On Saturday afternoon, viewers were treated to an announcerless football game on NBC-TV. This is something Bengal radio listeners have endured for years.
What a difference! For once you could enjoy the game without having to listen to the meaningless chatter of over-the-hill sportscasters and last-round draft choices telling you everything you never wanted to know about football and didn’t care enough to ask.
If you paid attention, you saw the Jets beat the Dolphins. If you weren’t asleep, you could see why. But the aftermath was predictable. The Cossell types convinced us we really needed them.
But what if the idea caught on? We already have self-service gas stations where you can check your own oil and stores where you can save money by selecting your own merchandise.
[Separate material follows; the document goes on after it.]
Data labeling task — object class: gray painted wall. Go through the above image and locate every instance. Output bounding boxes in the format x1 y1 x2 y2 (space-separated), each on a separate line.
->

Imagine teacherless classrooms, where students could learn to think for themselves; preacherless sermons, where people could pray for themselves; bossless offices, where secretaries could finally get some work done.
But what if the idea spread? TV talk shows would become extinct. Bob Braun would be shining shoes. Newspapers might contain only ads. Or even worse, think of television newscasts where newscasters didn’t have anything important to say.
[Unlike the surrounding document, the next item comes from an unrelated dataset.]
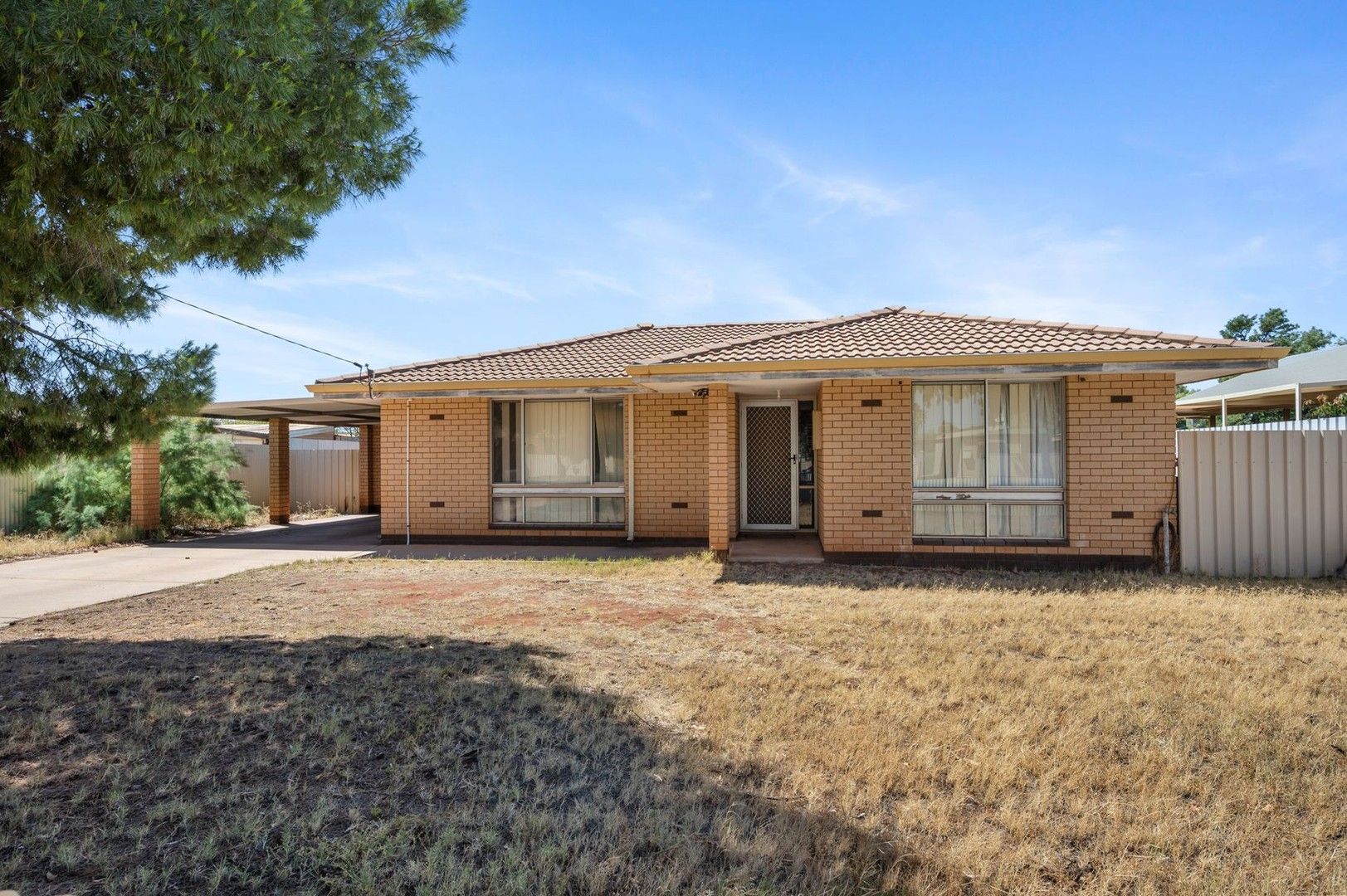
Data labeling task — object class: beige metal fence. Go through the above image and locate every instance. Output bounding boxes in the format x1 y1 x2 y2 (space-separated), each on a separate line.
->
0 470 37 533
1179 430 1347 577
229 439 359 514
No, the idea won’t work. If it did, someday people would become self-reliant. They might even decide they no longer needed politicians to steal their money or big government to run their lives.
But our elected officials need not worry. Their jobs are safe. As long as the public is lazy enough to need announcers to watch a football game, they’ll be around.
This op-ed column first appeared in the Mt. Washington Press on December 24, 1980.